Eis um canário
Em minhas ilusões, o que resta senão a imagem artificial do que penso ser e almejo me tornar? É esta a minha realidade, uma gaiola de terno e gravata. Um homem aprisionado em suas próprias futilidades, que, ao ver alguém lendo um livro em alemão, sorri logo, por ser fluente no tal do alemão. Que restou de mim além de belos textos decadentes, que não passam de palavras em um tom verborrágico sobre assuntos do chá da tarde?
Se Machado me visse, diria de imediato: "Pobre canário, de vestes tão elegantes mas de canto tão maltratado. De penas brilhantes, de peito estufado, de barriga cheia, mas ferozmente engaiolado." Eu o entendo, de fato é o que se segue. Como disse Pessoa: “Fiz de mim o que não soube, E o que podia fazer de mim não o fiz. O dominó que vesti era errado. Conheceram-me logo por quem não era e não desmenti, e perdi-me.” Agora é tarde para pôr abaixo a máscara.
Se me soltassem na natureza, eu não faria mais do que buscar uma chácara onde pudesse depositar nos residentes todos os meus tantos reincidentes, os cantos que me fizeram canário de varanda.
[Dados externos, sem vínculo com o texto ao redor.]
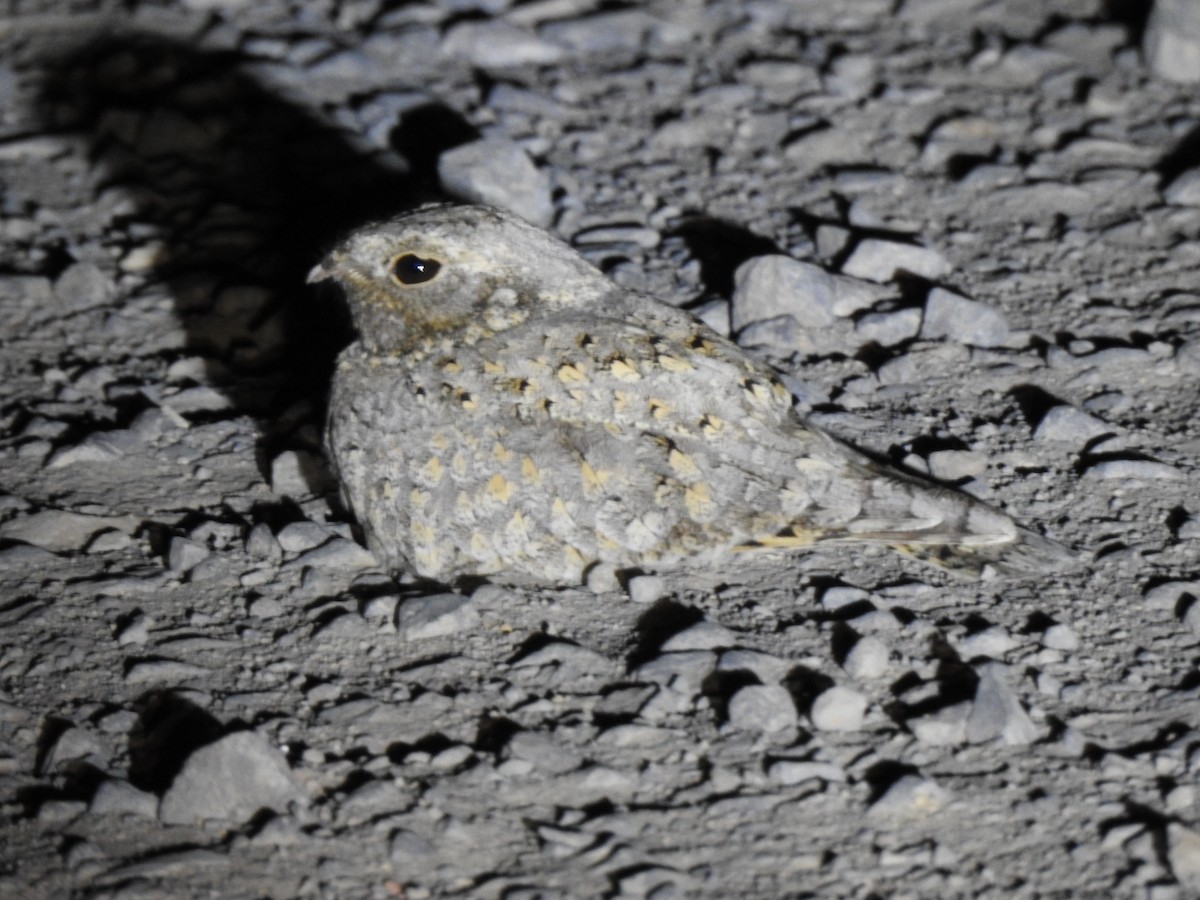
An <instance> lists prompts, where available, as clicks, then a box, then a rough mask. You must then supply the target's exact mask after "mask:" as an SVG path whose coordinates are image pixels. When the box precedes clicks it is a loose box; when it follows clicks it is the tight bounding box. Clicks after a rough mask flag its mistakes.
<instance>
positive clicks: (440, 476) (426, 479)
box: [418, 456, 445, 485]
mask: <svg viewBox="0 0 1200 900" xmlns="http://www.w3.org/2000/svg"><path fill="white" fill-rule="evenodd" d="M444 472H445V469H444V468H443V466H442V460H440V458H439V457H437V456H431V457H430V458H428V462H426V463H425V464H424V466H422V467H421V468H420V472H419V473H418V474H419V475H420V478H421V480H424V481H425V482H426V484H428V485H436V484H438V482H439V481H440V480H442V475H443V474H444Z"/></svg>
Veja a dualidade, visto ternos pela noite e bermudas durante a tarde. Mas se tenho visitas, logo apanho o traje fino e, sem pensar duas vezes, deposito no convidado toda a minha verve. Quando ouço dentre os canários o nome Kant, ponho-me logo à frente, por mais que esteja distante, para dizer se é falso ou verdadeiro o discurso do livro na estante.
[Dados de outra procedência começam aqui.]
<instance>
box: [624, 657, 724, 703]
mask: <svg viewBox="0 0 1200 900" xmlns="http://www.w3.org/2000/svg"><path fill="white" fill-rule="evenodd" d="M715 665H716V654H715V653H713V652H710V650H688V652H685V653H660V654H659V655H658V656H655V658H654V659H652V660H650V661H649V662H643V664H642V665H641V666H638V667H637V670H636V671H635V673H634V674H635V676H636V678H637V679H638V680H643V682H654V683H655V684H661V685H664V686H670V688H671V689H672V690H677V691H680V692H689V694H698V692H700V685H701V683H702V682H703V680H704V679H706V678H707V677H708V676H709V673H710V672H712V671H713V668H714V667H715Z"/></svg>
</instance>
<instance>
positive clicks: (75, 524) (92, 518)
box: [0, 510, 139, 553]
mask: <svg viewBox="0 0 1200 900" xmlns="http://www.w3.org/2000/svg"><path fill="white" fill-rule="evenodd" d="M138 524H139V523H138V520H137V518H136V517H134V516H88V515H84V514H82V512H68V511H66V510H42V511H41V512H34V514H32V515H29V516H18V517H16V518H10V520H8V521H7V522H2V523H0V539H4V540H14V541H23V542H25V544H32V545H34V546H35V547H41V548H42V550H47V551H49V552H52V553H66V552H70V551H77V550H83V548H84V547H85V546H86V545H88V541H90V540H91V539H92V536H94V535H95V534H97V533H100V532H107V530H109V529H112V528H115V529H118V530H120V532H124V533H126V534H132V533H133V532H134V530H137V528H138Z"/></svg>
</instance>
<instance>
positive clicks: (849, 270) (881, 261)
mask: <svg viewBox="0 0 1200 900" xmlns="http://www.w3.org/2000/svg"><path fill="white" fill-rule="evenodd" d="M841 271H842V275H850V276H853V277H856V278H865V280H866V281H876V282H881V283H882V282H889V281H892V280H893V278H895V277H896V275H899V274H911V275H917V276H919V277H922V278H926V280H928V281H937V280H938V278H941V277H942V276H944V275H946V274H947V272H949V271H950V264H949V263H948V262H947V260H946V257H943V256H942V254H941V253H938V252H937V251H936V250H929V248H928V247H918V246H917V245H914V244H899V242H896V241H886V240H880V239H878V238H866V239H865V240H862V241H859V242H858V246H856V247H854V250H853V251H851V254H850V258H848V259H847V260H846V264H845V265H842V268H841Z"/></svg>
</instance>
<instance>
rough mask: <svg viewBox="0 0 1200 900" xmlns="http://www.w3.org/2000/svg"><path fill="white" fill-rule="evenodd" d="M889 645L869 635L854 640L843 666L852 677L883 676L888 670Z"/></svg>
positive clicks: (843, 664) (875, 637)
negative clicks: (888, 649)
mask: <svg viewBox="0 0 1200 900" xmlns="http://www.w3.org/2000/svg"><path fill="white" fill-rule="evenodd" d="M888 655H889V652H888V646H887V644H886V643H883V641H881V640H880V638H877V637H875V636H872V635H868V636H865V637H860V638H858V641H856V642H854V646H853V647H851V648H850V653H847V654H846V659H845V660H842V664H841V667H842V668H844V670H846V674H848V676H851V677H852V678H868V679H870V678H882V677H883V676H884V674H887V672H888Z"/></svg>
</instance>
O que resta de uma pobre alma como eu? Fui útil a vida inteira para trazer gozo aos ouvidos alheios. Cantarolava Wagner com a mesma facilidade de quem entoa qualquer amenidade. Diziam-me: Gênio! Eu pensava: e como! Até descobrir a verdade. Eu era um canário engaiolado! Não mais do que um miserável de alto vestuário. Não mais do que um repetidor do belo, completamente desmantelado.
Quem dera eu pudesse dizer amém sem recitar a bíblia inteira. Quem dirá eu pudesse pensar, sem a mim assassinar, no percurso dessa esteira.